9. The information processing apparatus according to claim 8, wherein the one or more programs further include instructions for:
linking an identifier corresponding to the specified position of the object, among the identifiers estimated by the identification processing, to the identifier estimated by the tracking processing.
10. The information processing apparatus according to claim 1, wherein the one or more programs further include instructions for:
executing the tracking processing at a predetermined first cycle,
executing the identification processing at a second cycle longer than the first cycle, and
executing the detection processing each time the identification processing is executed.
11. The information processing apparatus according to claim 1, wherein the one or more programs further include instructions for:
in a case where no error is detected in the tracking processing, updating the identifier estimated by the tracking processing, using the identifier estimated by the identification processing.
12. The information processing apparatus according to claim 1, wherein the one or more programs further include instructions for:
generating virtual viewpoint information based on at least one of the result of the tracking processing and the result of the complementation processing; and
generating a virtual viewpoint image corresponding to appearance from a virtual viewpoint indicated by the virtual viewpoint information, using the plurality of captured images and the three-dimensional shape.
13. An information processing method comprising the steps of:
obtaining a plurality of captured images obtained by capturing images of an object from different directions;
estimating a three-dimensional shape of the object using the plurality of captured images;
tracking processing of the object, for tracking the object by estimating an identifier and a position of the object using the three-dimensional shape;
identification processing of the object, for identifying the object using at least some of the plurality of captured images to estimate the identifier and position of the object;
detection processing of an error in a result of the tracking processing, for detecting an error in the result of the tracking processing based on the result of the tracking processing and the result of the identification processing; and
complementation processing of tracking data indicating the result of the tracking processing, for complementing the tracking data using the result of the identification processing, in a case of detection of an error in the tracking processing.

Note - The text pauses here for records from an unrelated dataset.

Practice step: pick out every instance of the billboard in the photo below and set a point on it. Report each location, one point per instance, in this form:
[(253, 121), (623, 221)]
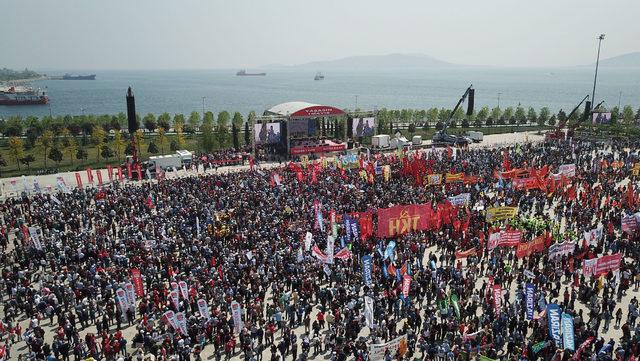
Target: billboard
[(267, 133), (601, 118), (363, 127)]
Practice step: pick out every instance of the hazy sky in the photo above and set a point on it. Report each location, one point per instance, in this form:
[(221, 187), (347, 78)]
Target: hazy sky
[(185, 34)]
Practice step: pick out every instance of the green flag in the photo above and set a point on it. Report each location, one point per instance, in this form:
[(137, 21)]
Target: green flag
[(456, 306)]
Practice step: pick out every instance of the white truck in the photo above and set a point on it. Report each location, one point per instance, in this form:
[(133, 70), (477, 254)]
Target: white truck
[(177, 160), (380, 141), (475, 136)]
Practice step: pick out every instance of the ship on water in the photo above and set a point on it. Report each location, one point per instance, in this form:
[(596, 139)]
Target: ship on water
[(22, 96), (244, 73), (78, 77)]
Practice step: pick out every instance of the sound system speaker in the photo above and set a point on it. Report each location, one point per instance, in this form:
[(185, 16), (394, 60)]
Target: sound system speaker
[(131, 112), (470, 103)]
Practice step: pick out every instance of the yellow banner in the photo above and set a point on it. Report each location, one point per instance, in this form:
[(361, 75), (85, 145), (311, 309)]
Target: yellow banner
[(500, 213), (434, 179), (454, 177)]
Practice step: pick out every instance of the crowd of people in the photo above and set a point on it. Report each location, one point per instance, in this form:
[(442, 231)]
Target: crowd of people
[(242, 265)]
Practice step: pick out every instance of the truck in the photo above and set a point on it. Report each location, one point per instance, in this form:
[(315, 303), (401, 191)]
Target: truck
[(475, 136), (177, 160), (380, 141)]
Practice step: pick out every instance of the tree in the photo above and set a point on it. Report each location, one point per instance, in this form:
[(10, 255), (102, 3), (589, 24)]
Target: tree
[(97, 137), (55, 155), (161, 139), (153, 149), (27, 160), (544, 116), (119, 144), (149, 122), (482, 115), (627, 114), (106, 152), (520, 115), (194, 121), (44, 143), (180, 142), (82, 155), (16, 148)]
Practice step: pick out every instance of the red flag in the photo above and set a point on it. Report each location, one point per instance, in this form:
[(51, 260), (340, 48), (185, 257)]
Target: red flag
[(78, 180), (89, 175)]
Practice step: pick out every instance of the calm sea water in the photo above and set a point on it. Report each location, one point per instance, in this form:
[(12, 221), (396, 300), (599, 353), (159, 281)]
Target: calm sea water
[(182, 91)]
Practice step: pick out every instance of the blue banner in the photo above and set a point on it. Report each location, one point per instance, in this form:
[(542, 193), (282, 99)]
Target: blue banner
[(366, 270), (567, 332), (347, 226), (530, 292), (554, 313)]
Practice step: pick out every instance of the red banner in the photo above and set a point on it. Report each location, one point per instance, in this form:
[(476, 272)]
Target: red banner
[(318, 149), (137, 282), (403, 219), (528, 248)]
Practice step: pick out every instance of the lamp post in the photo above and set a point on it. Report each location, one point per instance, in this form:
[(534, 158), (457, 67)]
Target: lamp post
[(595, 78)]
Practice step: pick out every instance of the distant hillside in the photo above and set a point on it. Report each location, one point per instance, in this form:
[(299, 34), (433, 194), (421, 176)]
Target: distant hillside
[(625, 60), (9, 75), (375, 62)]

14. A non-transitory computer readable storage medium storing a program for causing a computer to perform a control method of controlling an information processing apparatus, the control method comprising the steps of:
obtaining a plurality of captured images obtained by capturing images of an object from different directions;
estimating a three-dimensional shape of the object using the plurality of captured images;
tracking processing of the object, for tracking the object by estimating an identifier and a position of the object using the three-dimensional shape;
identification processing of the object, for identifying the object using at least some of the plurality of captured images to estimate the identifier and position of the object;
detection processing of an error in a result of the tracking processing, for detecting an error in the result of the tracking processing based on the result of the tracking processing and the result of the identification processing; and
complementation processing of tracking data indicating the result of the tracking processing, for complementing the tracking data using the result of the identification processing, in a case of detection of an error in the tracking processing.